Ever since COVID-19 began, I’ve been thinking about boundaries, wishing my parents were here, so I could learn how they coped with disasters they experienced when they were young. They lived in a chicken coop for a while during the Great Depression, and my husband’s parents walked hundreds of miles when the Nazis invaded France during World War II. They all made it through their hard times and went on to live successful lives, but how did they do it?
Our parents saved every scrap, wasted nothing, learned new skills, and pitched in to help each other, sacrificing for the greater good. In the face of a pandemic, we can follow the example of our ancestors and great leaders, using history, research, and education as guides for how to meet a crisis. Research on the Spanish flu epidemic of 1918 found that cities practicing social isolation and sheltering had better health results and stronger economies in the long run than those without strict quarantines. Today, Czechia has lowered their rate of infection faster than many other countries worldwide because everyone started wearing masks early on.
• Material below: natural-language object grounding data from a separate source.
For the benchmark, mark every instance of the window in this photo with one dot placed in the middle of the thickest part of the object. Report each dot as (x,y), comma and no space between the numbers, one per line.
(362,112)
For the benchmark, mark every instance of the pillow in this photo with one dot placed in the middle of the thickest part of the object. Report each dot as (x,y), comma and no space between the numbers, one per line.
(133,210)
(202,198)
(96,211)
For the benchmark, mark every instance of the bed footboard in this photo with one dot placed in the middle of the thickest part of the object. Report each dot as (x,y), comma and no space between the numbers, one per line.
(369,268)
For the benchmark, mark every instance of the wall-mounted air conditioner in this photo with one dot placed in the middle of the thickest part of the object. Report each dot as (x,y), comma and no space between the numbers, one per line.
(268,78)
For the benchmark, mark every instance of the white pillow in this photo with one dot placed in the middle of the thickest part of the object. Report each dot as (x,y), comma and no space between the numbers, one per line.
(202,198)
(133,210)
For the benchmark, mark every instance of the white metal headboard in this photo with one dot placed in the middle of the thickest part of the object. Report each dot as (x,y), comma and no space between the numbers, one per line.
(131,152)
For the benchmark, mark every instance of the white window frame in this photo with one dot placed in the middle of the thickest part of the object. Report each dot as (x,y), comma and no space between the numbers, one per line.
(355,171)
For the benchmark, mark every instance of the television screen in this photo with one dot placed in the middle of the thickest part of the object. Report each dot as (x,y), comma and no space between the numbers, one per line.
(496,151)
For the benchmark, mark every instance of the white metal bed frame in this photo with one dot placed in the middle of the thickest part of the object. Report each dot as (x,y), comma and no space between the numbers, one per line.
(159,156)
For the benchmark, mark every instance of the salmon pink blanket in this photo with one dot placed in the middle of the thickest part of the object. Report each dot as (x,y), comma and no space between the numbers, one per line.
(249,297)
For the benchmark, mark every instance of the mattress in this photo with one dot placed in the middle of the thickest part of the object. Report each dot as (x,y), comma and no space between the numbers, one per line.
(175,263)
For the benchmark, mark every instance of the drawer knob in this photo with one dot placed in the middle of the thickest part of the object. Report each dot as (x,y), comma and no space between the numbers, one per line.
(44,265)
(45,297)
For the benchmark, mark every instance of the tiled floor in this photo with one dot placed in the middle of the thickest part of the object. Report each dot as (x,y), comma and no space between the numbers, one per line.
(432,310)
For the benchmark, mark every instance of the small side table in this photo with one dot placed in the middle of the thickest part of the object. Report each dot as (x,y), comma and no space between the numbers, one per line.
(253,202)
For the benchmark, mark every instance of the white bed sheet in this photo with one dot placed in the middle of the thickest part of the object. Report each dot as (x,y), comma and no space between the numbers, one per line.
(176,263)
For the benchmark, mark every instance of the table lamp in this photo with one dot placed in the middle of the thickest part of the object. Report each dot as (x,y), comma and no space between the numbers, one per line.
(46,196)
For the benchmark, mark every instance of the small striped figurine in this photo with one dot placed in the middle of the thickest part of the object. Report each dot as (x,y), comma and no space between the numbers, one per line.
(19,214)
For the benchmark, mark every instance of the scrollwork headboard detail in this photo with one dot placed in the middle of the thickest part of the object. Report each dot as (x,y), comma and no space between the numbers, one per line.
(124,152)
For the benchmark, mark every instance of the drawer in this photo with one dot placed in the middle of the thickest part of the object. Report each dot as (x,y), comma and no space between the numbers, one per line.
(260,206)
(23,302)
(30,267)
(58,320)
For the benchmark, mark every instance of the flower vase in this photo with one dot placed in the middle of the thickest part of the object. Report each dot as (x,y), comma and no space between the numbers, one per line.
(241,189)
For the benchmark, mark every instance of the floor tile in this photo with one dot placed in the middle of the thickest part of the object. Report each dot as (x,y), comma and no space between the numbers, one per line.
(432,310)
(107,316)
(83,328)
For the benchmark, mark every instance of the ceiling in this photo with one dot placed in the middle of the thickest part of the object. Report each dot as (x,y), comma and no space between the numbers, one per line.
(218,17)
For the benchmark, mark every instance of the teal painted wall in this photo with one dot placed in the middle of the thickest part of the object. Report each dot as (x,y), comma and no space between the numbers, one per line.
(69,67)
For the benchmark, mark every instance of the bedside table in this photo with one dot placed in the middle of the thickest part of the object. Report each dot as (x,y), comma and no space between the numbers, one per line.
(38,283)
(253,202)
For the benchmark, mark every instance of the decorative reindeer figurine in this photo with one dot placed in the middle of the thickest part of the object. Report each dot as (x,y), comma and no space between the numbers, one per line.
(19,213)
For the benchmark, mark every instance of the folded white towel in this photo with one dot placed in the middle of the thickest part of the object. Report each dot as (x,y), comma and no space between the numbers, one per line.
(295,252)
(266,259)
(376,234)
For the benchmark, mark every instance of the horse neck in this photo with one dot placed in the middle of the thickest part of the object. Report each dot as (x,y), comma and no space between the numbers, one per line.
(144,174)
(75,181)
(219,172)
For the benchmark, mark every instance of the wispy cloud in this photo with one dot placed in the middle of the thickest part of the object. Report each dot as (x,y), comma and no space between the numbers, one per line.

These examples show how to learn from experience and reach across boundaries, seeking new ways to connect and share innovations, data, and social practices. As we ease separation, people talk to neighbors, families spend more time together, young people reconnect with older generations, and even air pollution worldwide decreases as people drive less. Teachers and students, parents, grandparents, aunts and uncles are developing new online skills, with more inter-generational contact. Businesses, schools, restaurants and social networks are discovering we don’t all have to drive several times a day to learn effectively or get business done.
Imagine a world a few years from now, where learning has been transformed, with retired community members or college students helping school children with online reading, history and math lessons, or kids showing parents and teachers graphic computer skills and applications in a new model for education. Let’s keep finding more ways to connect. Being forced to adapt to COVID-19 can point to efficient, effective ways to accomplish goals of caring for people, keeping our economy and ourselves healthy, and educating our children. As we connect to each other, let’s learn from the past, live in the present, and look to the future.
When we see what’s at stake and how much we have in common, let’s choose cooperation over competition, generosity over greed, science over superstition, history over myths, and education over ignorance. In Texas this November, we have the opportunity to elect a new State Board of Education, choosing educators with a vision schools in the 21st century. Let’s bridge boundaries, working toward the common goal of educating all our children and building a more connected and sustainable future.